Data Analysis

Mascot Searching

Mascot search result of a MALDI-MS mass list.
The spot had been picked from a 2D-high resolution NEPHGE gel. Sample: Synechocystis sp. 6803 thylakoides.The protein identified is Ferredoxin, a redox protein, that accepts electrons from photosystem I. It is located at the end of the photosynthetic electron transfer chain at the cytoplasmic side of the thylakoid membrane.
(Courtesy of Dr. Irrgang, Max-Volmer-Institut, Technische Universität Berlin, Germany)


A Maldi-MS instrument combining high mass accuracy & resolution, good throughput and a choice of targets which can address different samples quantities, is, together with the availability of complete genetic sequence information for the organism under investigation the main pre-requisite for successful Maldi-MS-Fingerprinting. If these pre-requisites are met and rigor analysis of the data obtained is applied, most proteins i.e. those which are not or only moderately posttranslationally modified, will be readily identified by this technique.
The first analytical challenge remaining is to actually realize a high mass accuracy for each individual signal of a mass list. <200 ppm can be achieved by external calibration, <10 ppm can be achieved by internal calibration. In both cases values actually reached will to some extend depend on the number and distribution of calibration masses.
Finding the signal/noise treshold which constitutes a good compromise between the loss of weak sample signals and the increase in the number of artifact signals as well as knowing and consequently removing all "contaminating" masses from the list prior to Mascot-Searching, are further steps needed to achieve success.
Finally, repeated database searching considering those protein modifying reactions the sample might most likely have undergone within the time span between transcription and impact on the mass spectrometers detector, is another factor that will improve the likelihood of identification by Mascot-Searching of Maldi-MS-fingerprints.

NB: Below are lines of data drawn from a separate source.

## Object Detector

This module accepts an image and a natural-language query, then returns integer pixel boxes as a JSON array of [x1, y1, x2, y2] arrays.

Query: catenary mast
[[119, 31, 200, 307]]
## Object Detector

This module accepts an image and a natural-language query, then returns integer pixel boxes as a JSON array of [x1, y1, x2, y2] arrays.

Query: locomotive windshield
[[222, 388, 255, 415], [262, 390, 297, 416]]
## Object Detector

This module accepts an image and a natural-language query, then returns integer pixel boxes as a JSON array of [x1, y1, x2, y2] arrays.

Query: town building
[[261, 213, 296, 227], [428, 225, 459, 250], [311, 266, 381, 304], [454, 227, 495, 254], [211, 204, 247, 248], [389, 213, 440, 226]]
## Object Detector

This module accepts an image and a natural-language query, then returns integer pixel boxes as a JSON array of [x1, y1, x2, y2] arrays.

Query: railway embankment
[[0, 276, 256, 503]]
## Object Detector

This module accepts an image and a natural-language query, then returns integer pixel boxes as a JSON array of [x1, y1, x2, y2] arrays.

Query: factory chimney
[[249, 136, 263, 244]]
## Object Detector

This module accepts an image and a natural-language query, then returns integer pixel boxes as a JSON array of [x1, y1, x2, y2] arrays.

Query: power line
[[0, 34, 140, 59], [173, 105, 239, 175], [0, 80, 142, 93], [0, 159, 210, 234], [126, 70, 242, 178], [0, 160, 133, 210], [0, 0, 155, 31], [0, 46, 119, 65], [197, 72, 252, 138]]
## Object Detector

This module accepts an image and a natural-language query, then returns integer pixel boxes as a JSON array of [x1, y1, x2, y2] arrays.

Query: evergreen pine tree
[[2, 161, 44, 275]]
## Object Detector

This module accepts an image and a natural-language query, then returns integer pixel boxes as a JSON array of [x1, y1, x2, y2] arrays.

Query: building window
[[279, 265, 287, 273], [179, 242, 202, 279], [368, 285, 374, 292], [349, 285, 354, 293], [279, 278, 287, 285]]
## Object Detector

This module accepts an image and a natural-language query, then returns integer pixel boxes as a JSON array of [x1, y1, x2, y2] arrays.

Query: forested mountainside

Success in Mascot-Searching for ESI-MS sequence data information relies on the length and specifity (uniqueness) of the sequences obtained. The amount of sample available determines the lenght of measuring time, i.e. how many different fragments might be investigated in MS/MS-mode. A high number of MS/MS-investigation increases the likelihood to obtain unique sequences. However, since measuring time (i.e. sample amount) usually is one limiting factor, a well optimized strategy to quickly identify the most promising candidate ions for MS/MS is needed.
Thorough exclusion of signals which are known to constitute autolytic fragments of the cleaving protease and other artifacts before MS/MS using exclusion lists significantly increases the likelihood to obtain specific information, although, some artifacts may still slip through this exclusion list due to unspecific cleavage (insource decay fragments).
The remaining lack of specificity, is releated to biology and resides in the fact that many proteins contain sequence stretches with either uniform (poly-A) or frequently observed motifs (cofactor-binding sites). Identification of this type of sequences, although helpful for classification of the protein in principle, is of limited use during Mascot searching, since it will not discriminate between the different protein candidates of the respective class.
Mascot assisted MS/MS-ion searches using fragmentation spectra mass lists constitutes an alternative and convienent approach frequently yielding high Mowse Scores - at least in cases where complete genetic sequence information for the organism under investigation has been made available. Furthermore, the same constraints apply as if denovo sequencing would have been performed.